Bethel, who’d never used a computer before attending Parker, credits the school with giving her the tools to get accepted into Yale University in 2007. When boarding the plane for New Haven, Conn., she brought with her a healthy amount of excitement, nervousness … and indecisiveness.
She started off in pre-med because she has always loved science, and also, she admits, because she wanted to “make enough money to get her family out of the projects.” Her med school aspirations ended when she found the impersonal, 500-person lectures to be too stifling for her.
The following year, Bethel moved into pre-law. But as much as she liked reading case law, a summer internship at a corporate law office in Chicago clashed with her familial inclinations. Law school also fell off her radar.
“I’m a real big family person, and I saw all the attorneys getting to work so early and staying so, so late,” she said. “I wanted to have a family someday and be able to spend time with them.”
Junior year started off with Bethel “lost and confused” about what to do next. It was ultimately that lengthy bus ride to Parker – and the many intriguing things she saw in the transition between the two disparate environments – that informed her decision to ultimately finish with a Bachelor of Arts in sociology.
“During that [bus] ride, the faces I saw changed; the people I saw changed, and so did the landscape,” she said. “I majored in sociology because I wanted to learn more about different kinds of people and their interactions.”
Her final year at Yale took Bethel abroad to Kenya to study East African history before ultimately applying to the Teach For America program in 2011. After so many changes in studies and uncertainty about the future, it was her great-grandmother – a former teacher – whom she said pushed her to finally settle on education.
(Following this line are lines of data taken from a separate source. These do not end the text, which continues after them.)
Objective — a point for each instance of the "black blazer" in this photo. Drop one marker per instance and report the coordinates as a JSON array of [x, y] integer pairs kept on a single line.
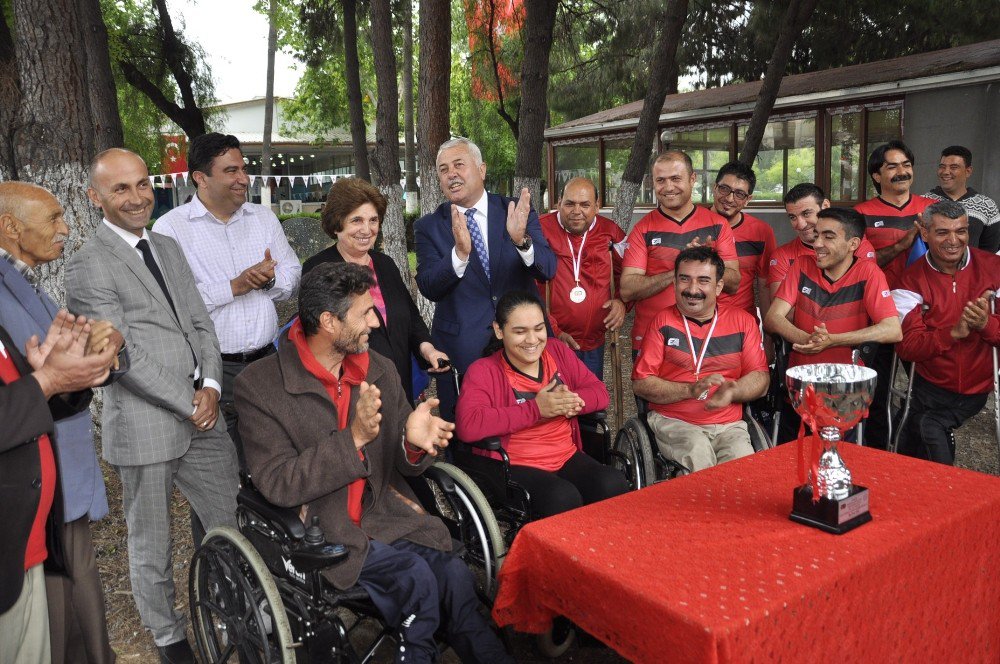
[[405, 330], [26, 416]]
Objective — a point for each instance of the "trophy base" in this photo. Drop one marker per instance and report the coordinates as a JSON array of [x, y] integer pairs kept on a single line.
[[833, 516]]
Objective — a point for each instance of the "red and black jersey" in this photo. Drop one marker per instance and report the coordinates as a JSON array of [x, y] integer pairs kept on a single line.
[[653, 245], [547, 444], [783, 258], [859, 299], [886, 224], [734, 350], [584, 321], [754, 243]]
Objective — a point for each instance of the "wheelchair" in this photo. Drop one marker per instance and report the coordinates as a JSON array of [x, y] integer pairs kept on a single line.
[[257, 592]]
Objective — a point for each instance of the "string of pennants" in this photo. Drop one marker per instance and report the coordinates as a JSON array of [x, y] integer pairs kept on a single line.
[[181, 179]]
“She passed away at the end of my junior year of college, so I wanted to do something to follow in her footsteps,” she said. “Plus, I loved school my whole life; it was a way to escape my home life by focusing on reading and academics.”
In March 2011, shortly before graduation from Yale, the Chicago Tribune caught wind of Bethel’s story, turning her into a minor local celebrity. She appeared on MSNBC’s “The Martin Bashir Show,” Fox Chicago News and Michael Eric Dyson’s radio show. She served as Cornel West’s escort during his visit at Yale’s Black Solidarity Conference just a month earlier; she now speaks with him on the phone every couple of weeks.
Bethel also recently caught the attention of Chicago Public Schools CEO Jean-Claude Brizard during a recent two-day National Partnership for Educational Access (NPEA) conference in mid-April, where she spoke on a panel espousing the benefits of the Daniel Murphy Scholarship.
"Timeica is living proof that being born into poverty and success in academics and in life are not mutually exclusive things," Brizard said. "I can't think of a better person to stand in front of our young people every day and encourage them to succeed. She's not just a teacher, but a role model as well."
“My goal is to get all my students accepted to Yale,” Bethel said. “I want them to be Francis Parker-ready, able to compete with peers in schools like that. I try to prepare them as much as possible.”
It’s that passion for success that led Robin Johnson, her principal at LEARN, to hire her on the spot following her interview; something she’s done for only one other teacher in her career.
“I really felt she would be able to connect with the students, and that she had the skill set to take them beyond where they are,” Johnson said. “I wanted the students to see someone who could come from a particular community and be successful. I knew she could be that example.”